Ce magistrat a rendu compte des plaidoiries dans le délibéré de la cour, composée de :
Madame Nathalie COURTOIS, Présidente,
Madame Véronique PITE, Conseillère,
Madame Odile CRIQ, Conseillère,
Greffier lors des débats : Madame Isabelle FIORE,
En présence de [C] [X], greffière stagiaire
Mme [Z] [E] a été engagée en qualité de journaliste / secrétaire de rédaction, par la société Mondadori France, aux droits de laquelle vient désormais la société Reworld Media Magazines, selon contrats de travail à durée déterminée successifs, à compter du 16 avril 2012.

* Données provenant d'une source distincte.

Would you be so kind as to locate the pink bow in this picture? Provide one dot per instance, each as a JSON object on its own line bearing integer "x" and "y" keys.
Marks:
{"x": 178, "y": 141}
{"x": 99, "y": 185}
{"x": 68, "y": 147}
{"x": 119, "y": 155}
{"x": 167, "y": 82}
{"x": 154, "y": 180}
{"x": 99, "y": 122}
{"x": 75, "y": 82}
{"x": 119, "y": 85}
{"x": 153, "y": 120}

La société Reworld Media Magazines est spécialisée dans le secteur de l’édition et de la presse, emploie plus de dix salariés et relève de la convention collective nationale des journalistes.
Après l’opération de cession du groupe Mondadori France auprès du groupe Reworld Media en date du 1er août 2019, Mme [E], a vu son dernier contrat à durée déterminée arriver à son terme le 29 novembre 2019.
Mme [E] a saisi, le 30 octobre 2020, le conseil de prud’hommes de Boulogne-Billancourt aux fins d’obtenir, au titre de l’exécution de son contrat de travail, la requalification de ses contrats à durée déterminée en contrat à durée indéterminée, et, au titre de la rupture de son contrat de travail, la requalification de la rupture de son contrat de travail en un licenciement sans cause réelle et sérieuse et la condamnation de la société au paiement de diverses sommes de nature salariale et indemnitaire, ce à quoi la société s’est opposée.
Par jugement rendu le 30 mai 2022, notifié le 23 juin 2022, le conseil a statué comme suit :
Dit que les demandes portant sur des contrats conclus antérieurement au 30 novembre 2017 sont irrecevables en application de l’article L 1471-1 du code du travail et de la jurisprudence constante en matière de prescription ;
Dit que les contrats de travail à durée déterminée conclus postérieurement au 30 septembre 2017 sont conformes à la législation en la matière ;
Déboute Mme [E] de l’ensemble de ses demandes ;
Déboute la société Reworld Media Magazines de sa demande au titre de l’article 700 du code de procédure civile ;
Laisse les dépens à la charge de chacune des parties pour la part lui incombent.
Le 20 juillet 2022, Mme [E] a relevé appel de cette décision par voie électronique.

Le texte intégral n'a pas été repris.